Ad-Free Common Space
What do sports stadiums, balloon festivals, Broadway theaters, and Texas state parks have in common? They're now large gathering places with corporate branding.
* The city of Huntington Beach, Calif., has given Coca-Cola exclusive rights to use municipal property to sell its soft-drink products.
* Broadway theaters are open to flashing corporate marquees. (The venerable Selwyn Theater is now the American Airlines Theater).
* Albuquerque's International Balloon Fiesta now displays Kodak.
* The Texas Parks and Wildlife Department struck a deal with Chevrolet, making the Suburban "the official vehicle of Texas State Parks."
And in sports stadiums, trade the Boston Garden for the Fleet Center, Candlestick Park for 3Com, and the Meadowlands for Continental Airlines Arena.
Such commercialization only cheapens the experience of gathering together with fellow citizens, even if such places are privately owned.
That point is made strongly in a report "Public Assets, Private Profits: Reclaiming the American Commons in an Age of Market Enclosure" from the New America Foundation, a Washington-based nonprofit think tank.
These examples are growing exponentially across the US in ways that suggest the need for a more aggressive strategy to protect the "commons" that tie us together.

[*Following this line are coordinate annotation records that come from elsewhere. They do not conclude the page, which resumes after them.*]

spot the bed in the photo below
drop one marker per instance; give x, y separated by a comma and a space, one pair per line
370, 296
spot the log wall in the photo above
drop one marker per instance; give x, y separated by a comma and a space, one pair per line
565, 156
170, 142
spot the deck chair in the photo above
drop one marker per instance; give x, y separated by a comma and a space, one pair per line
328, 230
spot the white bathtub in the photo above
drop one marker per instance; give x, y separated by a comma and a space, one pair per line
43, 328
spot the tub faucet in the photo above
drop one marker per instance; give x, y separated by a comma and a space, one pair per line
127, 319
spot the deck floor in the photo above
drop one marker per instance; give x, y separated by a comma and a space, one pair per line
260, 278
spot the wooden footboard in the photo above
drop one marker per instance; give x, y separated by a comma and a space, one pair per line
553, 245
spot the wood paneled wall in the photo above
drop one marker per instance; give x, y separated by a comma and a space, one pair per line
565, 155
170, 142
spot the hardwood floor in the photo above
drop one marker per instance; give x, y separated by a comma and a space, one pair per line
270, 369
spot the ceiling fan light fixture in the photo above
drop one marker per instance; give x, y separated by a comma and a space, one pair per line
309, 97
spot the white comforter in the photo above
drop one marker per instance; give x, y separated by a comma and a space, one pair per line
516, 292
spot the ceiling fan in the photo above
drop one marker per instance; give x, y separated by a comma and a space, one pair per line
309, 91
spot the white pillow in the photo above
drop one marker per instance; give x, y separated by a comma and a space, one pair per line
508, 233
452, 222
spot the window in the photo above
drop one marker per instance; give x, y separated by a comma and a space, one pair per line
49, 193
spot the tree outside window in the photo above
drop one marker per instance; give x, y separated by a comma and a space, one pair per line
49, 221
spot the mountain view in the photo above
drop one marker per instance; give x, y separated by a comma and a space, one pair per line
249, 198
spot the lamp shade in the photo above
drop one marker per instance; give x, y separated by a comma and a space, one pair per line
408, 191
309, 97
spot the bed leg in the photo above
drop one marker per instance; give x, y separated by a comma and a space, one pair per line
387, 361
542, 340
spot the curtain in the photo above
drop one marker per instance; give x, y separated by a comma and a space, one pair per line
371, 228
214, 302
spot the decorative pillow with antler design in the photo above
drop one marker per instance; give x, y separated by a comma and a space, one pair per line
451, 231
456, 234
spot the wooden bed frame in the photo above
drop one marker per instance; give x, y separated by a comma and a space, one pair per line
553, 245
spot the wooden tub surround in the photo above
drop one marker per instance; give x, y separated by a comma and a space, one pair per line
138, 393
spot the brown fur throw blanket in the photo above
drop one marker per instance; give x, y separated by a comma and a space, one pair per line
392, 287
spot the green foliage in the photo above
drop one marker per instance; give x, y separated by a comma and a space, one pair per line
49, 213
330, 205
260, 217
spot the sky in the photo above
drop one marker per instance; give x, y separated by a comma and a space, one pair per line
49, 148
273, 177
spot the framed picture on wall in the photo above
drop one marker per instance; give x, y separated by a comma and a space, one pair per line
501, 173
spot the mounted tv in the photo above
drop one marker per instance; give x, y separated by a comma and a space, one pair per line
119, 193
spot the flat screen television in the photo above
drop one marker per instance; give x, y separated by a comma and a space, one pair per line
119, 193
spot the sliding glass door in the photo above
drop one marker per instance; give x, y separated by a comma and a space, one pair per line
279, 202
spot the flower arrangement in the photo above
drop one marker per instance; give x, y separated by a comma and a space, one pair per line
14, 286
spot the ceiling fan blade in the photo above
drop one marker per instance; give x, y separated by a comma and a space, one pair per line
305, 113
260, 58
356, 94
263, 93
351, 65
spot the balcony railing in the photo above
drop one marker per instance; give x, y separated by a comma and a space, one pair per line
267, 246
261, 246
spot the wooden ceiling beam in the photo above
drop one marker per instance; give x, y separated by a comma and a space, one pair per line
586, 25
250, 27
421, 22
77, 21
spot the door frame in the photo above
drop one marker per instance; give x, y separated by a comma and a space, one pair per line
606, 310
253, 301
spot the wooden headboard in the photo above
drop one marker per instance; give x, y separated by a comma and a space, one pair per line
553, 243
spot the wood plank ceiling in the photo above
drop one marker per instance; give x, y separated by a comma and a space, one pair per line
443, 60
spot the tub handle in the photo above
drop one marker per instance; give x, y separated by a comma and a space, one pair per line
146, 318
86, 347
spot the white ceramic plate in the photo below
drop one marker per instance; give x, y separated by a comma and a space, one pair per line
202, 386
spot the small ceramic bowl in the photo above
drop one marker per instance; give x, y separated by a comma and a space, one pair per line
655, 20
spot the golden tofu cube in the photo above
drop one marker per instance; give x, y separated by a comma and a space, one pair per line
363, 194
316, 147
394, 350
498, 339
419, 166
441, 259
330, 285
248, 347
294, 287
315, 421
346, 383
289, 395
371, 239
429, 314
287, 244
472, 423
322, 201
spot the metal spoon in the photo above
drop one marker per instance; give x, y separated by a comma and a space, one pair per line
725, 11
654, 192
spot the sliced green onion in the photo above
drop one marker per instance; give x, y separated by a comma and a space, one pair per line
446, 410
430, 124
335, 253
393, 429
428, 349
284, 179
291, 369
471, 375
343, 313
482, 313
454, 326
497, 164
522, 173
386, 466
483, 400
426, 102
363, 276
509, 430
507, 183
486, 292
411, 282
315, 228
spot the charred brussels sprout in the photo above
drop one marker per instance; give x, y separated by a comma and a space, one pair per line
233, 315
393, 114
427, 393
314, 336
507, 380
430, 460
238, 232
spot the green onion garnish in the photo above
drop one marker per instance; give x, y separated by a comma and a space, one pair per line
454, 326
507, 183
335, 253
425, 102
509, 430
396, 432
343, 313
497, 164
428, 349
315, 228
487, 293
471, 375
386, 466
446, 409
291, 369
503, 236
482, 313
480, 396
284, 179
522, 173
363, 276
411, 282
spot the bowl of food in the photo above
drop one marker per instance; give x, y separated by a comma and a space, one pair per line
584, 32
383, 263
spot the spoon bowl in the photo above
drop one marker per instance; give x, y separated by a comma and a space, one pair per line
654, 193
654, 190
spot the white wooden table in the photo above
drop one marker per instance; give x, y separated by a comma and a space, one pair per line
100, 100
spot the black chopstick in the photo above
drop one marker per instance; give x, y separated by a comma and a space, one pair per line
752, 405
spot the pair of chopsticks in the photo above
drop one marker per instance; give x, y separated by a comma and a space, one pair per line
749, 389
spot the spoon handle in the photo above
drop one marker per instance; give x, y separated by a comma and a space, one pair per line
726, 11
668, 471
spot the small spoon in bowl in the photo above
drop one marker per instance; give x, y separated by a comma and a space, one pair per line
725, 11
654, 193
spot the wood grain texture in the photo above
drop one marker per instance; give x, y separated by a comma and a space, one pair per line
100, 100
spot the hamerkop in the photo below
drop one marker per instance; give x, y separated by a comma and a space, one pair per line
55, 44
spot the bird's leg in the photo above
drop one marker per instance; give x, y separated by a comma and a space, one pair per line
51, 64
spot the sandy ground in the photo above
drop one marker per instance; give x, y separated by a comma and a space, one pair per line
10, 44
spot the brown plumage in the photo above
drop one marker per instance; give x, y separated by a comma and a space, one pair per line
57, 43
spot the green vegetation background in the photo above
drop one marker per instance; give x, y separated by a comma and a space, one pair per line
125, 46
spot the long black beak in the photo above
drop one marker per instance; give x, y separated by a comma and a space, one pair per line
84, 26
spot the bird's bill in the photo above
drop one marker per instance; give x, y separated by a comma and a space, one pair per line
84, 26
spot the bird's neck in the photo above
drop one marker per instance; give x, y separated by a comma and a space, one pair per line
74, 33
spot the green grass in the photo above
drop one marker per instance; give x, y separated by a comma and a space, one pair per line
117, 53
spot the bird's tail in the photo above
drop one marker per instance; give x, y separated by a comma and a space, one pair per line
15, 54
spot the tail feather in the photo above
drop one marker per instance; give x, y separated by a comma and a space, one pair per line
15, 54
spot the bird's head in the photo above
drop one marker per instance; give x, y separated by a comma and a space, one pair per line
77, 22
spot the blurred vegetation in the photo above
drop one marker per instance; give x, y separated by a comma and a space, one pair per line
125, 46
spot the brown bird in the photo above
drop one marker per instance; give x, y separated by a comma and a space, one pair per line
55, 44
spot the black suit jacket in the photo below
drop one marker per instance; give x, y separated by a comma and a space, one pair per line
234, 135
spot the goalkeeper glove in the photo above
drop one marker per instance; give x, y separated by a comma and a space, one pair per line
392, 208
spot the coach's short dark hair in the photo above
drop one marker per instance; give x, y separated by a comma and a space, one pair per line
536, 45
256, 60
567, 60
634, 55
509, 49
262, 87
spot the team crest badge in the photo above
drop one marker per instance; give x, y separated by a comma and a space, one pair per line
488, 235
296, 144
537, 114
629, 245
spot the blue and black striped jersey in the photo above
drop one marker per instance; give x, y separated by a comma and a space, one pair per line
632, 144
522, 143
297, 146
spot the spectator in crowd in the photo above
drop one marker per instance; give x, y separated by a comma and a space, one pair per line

Much of this stems from advertisers' drive to capture the couch potato in places other than the couch - and that's been going on since invention of the mute button on TV remotes.
At least two groups - Commercial Alert in Washington and the Center for Commercial-Free Education in Oakland, Calif. - are trying to unbrand our public spaces.
But more than that, Americans need to develop greater awareness of, and appreciation and respect for, what is truly common, or what is shared together as a community and not just for private interests.
This old nursery rhyme, included in the New America report, contains sage advice for today's citizens:
They hang the man and flog the woman
That steal the goose from off the common,
But let the greater villain loose
That steals the common from the goose.